# Ideenvorschläge gesucht für Logo



## iNNu (26. September 2004)

Guten Abend,
wir (Freunde und ich), sind auf die Idee gekommen für unsere VG ein Portal zu erstellen, worum es sich alles um die Verbandsgemeinde, die Jugend vor Ort & das Internet dreht.
Die Page soll die Jugend fördern. Ein Abkommen mit dem Arbeitsamt besteht bereits für Jobangebote.
Doch unser Problem ist, dass wir auf keine Idee für unser Logo & Pageheader kommen.

Bis jetzt ist nur eins dabei rausgekommen. (siehe Anhang)

Es wäre sehr nett, wenn ihr uns helfen könntet!

Mit freundlichen Grüßen
Tom K.


----------



## chrisbergr (26. September 2004)

Hi!
Du redest von einer Verbandsgemeinde.. Verbandsgemeinde von was?
Und habt ihr einen Namen (i youth - internet & Jugend) oder ist das egal zwecks des Logos?

Gruß


----------



## ShadowMan (27. September 2004)

Also ich denke da eher an was dynamisches, junges...
oder wollt ihr damit alte Menschen ansprechen?  

Hab mal auf die Schnelle was gemacht weil das obige Logo leider sooooo unkreativ ist das es mir fast schon wieder leid tat *gg* (nich böse gemeint!)

Lieben Gruß,
Manuel ;-]


----------



## iNNu (27. September 2004)

Guten Morgen!
Ich rede von der Verbandsgemeinde Rennerod ( http://www.rennerod.de ).

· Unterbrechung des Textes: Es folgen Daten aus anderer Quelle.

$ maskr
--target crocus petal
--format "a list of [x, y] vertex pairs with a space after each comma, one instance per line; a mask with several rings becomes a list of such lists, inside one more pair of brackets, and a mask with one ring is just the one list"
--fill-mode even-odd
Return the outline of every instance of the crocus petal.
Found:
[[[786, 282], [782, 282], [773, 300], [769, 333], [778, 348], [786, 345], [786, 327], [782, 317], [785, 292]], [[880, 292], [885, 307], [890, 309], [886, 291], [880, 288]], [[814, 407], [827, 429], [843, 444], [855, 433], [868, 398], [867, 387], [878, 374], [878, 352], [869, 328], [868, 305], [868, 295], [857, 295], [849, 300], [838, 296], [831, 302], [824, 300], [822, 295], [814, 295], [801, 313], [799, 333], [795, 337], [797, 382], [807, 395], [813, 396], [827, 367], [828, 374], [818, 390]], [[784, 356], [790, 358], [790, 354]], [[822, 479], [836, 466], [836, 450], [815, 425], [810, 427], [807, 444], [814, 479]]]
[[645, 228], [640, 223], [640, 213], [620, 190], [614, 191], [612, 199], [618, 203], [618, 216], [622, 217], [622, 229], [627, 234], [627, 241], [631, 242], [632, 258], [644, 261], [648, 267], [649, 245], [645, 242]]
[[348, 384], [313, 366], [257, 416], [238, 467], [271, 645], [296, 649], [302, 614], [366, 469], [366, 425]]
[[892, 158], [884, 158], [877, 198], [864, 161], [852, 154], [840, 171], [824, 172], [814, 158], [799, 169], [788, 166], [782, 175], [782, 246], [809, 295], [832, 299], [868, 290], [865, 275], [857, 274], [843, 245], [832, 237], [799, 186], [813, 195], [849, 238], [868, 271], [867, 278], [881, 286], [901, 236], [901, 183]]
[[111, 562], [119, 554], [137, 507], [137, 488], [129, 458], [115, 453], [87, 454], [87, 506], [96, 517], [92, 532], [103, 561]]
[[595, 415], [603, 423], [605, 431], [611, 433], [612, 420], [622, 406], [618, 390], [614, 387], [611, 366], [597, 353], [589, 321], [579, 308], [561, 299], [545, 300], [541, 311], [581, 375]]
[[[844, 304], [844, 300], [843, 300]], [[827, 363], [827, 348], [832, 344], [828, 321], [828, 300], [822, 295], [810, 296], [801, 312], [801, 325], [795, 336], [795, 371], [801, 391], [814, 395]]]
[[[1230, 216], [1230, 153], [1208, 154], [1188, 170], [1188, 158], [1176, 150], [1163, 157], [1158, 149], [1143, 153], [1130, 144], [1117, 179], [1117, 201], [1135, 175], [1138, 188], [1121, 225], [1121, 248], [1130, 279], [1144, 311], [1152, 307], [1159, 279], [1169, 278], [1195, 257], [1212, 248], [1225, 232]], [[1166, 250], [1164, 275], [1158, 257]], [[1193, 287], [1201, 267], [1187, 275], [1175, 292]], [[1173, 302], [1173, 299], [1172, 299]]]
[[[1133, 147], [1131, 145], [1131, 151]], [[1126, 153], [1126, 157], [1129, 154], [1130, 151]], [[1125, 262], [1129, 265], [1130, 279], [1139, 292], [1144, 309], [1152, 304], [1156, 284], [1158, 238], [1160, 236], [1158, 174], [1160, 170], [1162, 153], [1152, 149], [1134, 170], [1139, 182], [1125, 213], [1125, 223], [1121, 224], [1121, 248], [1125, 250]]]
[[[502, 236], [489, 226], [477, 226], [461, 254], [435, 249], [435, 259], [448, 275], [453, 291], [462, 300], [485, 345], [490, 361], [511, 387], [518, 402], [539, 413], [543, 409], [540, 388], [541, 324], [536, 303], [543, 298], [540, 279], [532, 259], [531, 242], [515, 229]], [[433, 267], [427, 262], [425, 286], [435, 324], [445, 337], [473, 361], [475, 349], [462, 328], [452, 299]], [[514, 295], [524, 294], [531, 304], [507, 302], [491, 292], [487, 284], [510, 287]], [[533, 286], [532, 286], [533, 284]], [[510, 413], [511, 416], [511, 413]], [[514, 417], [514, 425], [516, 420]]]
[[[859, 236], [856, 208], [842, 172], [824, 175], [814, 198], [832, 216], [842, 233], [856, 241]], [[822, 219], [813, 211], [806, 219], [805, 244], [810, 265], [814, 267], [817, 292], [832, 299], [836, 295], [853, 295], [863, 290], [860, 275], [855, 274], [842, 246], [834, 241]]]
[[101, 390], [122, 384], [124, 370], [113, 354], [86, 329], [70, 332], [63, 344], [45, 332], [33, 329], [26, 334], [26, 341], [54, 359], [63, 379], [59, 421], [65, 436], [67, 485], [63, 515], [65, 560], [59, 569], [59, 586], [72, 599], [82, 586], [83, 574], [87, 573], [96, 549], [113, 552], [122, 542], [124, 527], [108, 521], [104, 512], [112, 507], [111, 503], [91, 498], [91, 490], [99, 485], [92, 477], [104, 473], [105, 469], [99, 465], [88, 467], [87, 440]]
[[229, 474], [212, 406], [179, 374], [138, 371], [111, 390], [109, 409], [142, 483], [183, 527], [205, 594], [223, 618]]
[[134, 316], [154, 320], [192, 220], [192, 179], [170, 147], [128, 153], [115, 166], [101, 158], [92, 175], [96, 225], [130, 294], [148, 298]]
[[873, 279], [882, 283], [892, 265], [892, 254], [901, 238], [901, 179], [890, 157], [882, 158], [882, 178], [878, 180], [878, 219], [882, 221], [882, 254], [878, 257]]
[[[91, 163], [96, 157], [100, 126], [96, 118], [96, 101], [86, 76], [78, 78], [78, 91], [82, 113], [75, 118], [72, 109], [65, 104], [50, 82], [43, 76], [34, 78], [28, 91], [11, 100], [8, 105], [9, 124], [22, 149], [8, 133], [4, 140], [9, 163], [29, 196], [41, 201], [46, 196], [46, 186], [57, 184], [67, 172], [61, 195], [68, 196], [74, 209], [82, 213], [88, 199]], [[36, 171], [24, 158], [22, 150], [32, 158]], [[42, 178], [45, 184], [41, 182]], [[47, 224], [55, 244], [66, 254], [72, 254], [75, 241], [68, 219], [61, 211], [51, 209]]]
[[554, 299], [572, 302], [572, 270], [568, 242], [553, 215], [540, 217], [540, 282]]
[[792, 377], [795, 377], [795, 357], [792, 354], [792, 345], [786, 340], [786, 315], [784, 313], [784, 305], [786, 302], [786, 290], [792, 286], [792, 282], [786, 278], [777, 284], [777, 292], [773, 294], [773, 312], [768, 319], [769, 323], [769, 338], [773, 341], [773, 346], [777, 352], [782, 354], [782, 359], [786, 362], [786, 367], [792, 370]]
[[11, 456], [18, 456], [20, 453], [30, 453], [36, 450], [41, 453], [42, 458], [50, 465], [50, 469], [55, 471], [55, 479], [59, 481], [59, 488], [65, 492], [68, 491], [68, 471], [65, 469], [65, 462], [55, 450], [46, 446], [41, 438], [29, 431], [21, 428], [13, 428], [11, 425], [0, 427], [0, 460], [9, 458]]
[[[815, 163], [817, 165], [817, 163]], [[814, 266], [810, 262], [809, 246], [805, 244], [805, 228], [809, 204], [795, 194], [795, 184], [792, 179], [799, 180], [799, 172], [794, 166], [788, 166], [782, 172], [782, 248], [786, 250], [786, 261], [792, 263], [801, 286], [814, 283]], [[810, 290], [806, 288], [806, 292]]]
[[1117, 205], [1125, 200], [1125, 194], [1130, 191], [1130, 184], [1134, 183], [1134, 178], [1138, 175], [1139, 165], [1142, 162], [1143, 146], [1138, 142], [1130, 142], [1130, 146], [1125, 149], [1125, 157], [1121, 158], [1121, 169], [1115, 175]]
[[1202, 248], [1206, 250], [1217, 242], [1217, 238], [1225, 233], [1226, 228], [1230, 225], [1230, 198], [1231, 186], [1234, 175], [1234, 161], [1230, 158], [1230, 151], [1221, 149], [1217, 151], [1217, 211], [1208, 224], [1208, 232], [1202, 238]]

Tut mir leid lieber Shadow, dass das so unkreativ ist, aber ich hab das ja nicht gemacht, denn ich bin ja nicht der Designer von uns, sondern eher der Coder 

Die Zielgruppe ist vorrangig die Jugend. Später soll es 2 Varianten geben 1x für die Kids und 1x für die Erwachsenen, aber wie gesagt, als erstes die jüngeren.



> Also ich denke da eher an was dynamisches, junges...



Ja genau, so sollte es auch sein. Dein Logo sieht gut aus =).
Ich weiß, warum ich lieber code als designe, denn sowas bekomm *ich* nicht hin. Deswegen würde ich mich über 1-2 weitere Ideen freuen.

Ich wünsche euch einen wunderbaren Start in die letzte Woche des Septembers!

Mit freundlichen Grüßen
Tom K.


----------



## ShadowMan (27. September 2004)

Hi du!

Freut mich wenns die gefällt, aber es war wie gesagt in 5 Min. gemacht. Das wichtige an einem Logo ist eh die Idee und weniger die Umsetzung, da diese meist recht leicht ist, da Logos sehr schlicht gestaltet werden sollten.

2 Logos würde ich übrigens nicht machen, es sei denn die Bereiche sind sehr klar abgetrennt.

Lieben Gruß,
Manuel ;-]


----------